I’m having trouble running executables build with pgi on a Intel Xeon CPU E5-2680 v3 @ 2.50GHz.

I’ve tried building with:

-tp=sandybridge-64
-tp=sandybridge
-tp=nehalem-64,sandybridge-64
-tp=nehalem-64
-tp=core2-64
-tp=x64

But regardless I always end up with:

Program received signal SIGILL, Illegal instruction.
0x000000000059ca3f in __fss_sincos_fma4 ()
Missing separate debuginfos, use: debuginfo-install glibc-2.17-55.el7_0.5.x86_64
(gdb) bt
#0  0x000000000059ca3f in __fss_sincos_fma4 ()
#1  0x0000000000458ba0 in ez_lac () at ./f_ezscint.f90:3282
#2  0x00000000004500ed in ez_crot () at ./f_ezscint.f90:1121
#3  0x000000000042a58e in c_ezgfxyfll ()

I’m using

pgfortran 13.10-0 64-bit target on x86-64 Linux -tp sandybridge 
The Portland Group - PGI Compilers and Tools
Copyright (c) 2013, NVIDIA CORPORATION.  All rights reserved.

And my localrc is:

gmp13x64@dena5:EMIS_PREP$ cat /cm/shared/apps/pgi/linux86-64/13.10/bin/localrc 
set LFC=-lgfortran;
set LDSO=/lib64/ld-linux-x86-64.so.2;
set GCCDIR=/usr/lib/gcc/x86_64-redhat-linux/4.8.2;
set GPPDIR= /cm/shared/apps/slurm/14.03.0/include /usr/lib/gcc/x86_64-redhat-linux/4.8.2/../../../../include/c++/4.8.2 /usr/lib/gcc/x86_64-redhat-linux/4.8.2/../../../../include/c++/4.8.2/x86_64-redhat-linux /usr/lib/gcc/x86_64-redhat-linux/4.8.2/../../../../include/c++/4.8.2/backward /usr/lib/gcc/x86_64-redhat-linux/4.8.2/include /usr/local/include /usr/include;
set GCCINC=/usr/lib/gcc/x86_64-redhat-linux/4.8.2/include;
set G77DIR=/usr/lib/gcc/x86_64-redhat-linux/4.8.2/;
set OEM_INFO=64-bit target on x86-64 Linux $INFOTPVAL;
set LOCALRC=YES;
set THROW=__THROW=;
set EXTENSION=__extension__=;
set LC=$if(-Bstatic,-lgcc -lgcc_eh -lc -lgcc -lgcc_eh -lc, -lgcc -lc -lgcc);
# GLIBC version 2.17
# GCC version 4.8.2
set GCCVERSION=40803;
set LOCALDEFS=__STDC_HOSTED__;
export PGI=$COMPBASE;
# makelocalrc executed by matt Sun Nov 15 16:40:41
set MPIDIR=/cm/shared/apps/pgi/linux86-64/2013/mpi/mpich;

What target should I use?

Thanks

There is something wrong here. Intel CPUs do not implement FMA4 instructions (see https://en.wikipedia.org/wiki/FMA_instruction_set#CPUs_with_FMA4 ), and the compiler should not have emitted FMA4 instructions unless you explicitly requested a -tp option to target an FPU different from the one on the host. More specifically, if you compiled on the Xeon system, and used the default -tp option or one compatible with the Xeon-E, FMA4 instructions should not be present in the compiled code.

pgf90 -V

will tell you what type of CPU you have.

If it is older than a sandybridge, the illegal instruction makes sense.


dave

On the intel node I’m targeting, I get:

gmp13x64@dena5:~$ pgfortran -V

pgfortran 13.10-0 64-bit target on x86-64 Linux -tp sandybridge 
The Portland Group - PGI Compilers and Tools
Copyright (c) 2013, NVIDIA CORPORATION.  All rights reserved.
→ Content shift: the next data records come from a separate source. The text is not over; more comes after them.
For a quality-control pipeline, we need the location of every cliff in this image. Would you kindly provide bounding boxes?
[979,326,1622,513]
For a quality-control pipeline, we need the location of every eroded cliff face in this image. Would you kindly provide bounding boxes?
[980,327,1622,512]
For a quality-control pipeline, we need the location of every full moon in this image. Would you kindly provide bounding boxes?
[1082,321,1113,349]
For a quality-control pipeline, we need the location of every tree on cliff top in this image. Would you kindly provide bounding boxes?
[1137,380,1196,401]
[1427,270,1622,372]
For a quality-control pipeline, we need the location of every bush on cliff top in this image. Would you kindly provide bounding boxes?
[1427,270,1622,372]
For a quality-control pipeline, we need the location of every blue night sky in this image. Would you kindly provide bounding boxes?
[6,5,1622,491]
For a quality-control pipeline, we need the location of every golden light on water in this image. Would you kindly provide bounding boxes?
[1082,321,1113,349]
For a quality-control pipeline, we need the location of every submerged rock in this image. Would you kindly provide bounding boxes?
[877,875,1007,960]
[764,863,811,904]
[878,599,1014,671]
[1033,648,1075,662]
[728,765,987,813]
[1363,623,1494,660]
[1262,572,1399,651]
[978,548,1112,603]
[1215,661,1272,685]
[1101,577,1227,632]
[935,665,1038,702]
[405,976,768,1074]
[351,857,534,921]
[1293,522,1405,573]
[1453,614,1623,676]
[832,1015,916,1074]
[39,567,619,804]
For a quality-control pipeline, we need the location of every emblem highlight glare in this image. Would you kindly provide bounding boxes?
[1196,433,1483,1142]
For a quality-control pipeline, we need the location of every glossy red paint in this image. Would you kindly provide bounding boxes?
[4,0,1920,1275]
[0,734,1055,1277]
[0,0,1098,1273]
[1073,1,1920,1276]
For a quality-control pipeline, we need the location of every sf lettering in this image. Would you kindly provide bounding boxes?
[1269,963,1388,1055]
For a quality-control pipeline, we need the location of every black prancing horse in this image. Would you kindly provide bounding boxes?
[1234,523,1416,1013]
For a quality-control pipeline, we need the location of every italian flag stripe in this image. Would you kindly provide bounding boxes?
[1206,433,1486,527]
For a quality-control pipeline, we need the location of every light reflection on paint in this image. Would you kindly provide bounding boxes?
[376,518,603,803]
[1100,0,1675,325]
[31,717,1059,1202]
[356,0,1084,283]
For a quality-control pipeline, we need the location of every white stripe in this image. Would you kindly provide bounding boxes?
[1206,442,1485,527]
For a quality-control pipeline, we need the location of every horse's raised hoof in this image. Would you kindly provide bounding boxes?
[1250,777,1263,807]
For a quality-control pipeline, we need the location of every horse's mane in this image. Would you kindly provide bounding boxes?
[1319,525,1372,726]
On the system I often build on (AMD), I get:

gmp13x64@dena:~$ pgfortran -V

pgfortran 13.10-0 64-bit target on x86-64 Linux -tp bulldozer 
The Portland Group - PGI Compilers and Tools
Copyright (c) 2013, NVIDIA CORPORATION.  All rights reserved.

I build with:

pgfortran -tp=sandybridge ....

As far as I understand, it should make a difference whether I’m building on intel or simply targeting intel. I have build some of my code on the intel nodes, but not my whole dependency stack. I did rebuild all my dependencies between each test, but on the AMD nodes with the target for sandybridge.

I can try simply building on Intel and removing my target specifier, see if that makes any difference.

I’ll post my results as soon as I have them. Thanks

Hi Matt,

I’m wondering if you’re statically linking in the AMD libm or linking with ACML?

  • Mat

I don’t believe I’m linking with ACML. I do install ACML, but have never looked into how to use it (can’t remember off hand what it does)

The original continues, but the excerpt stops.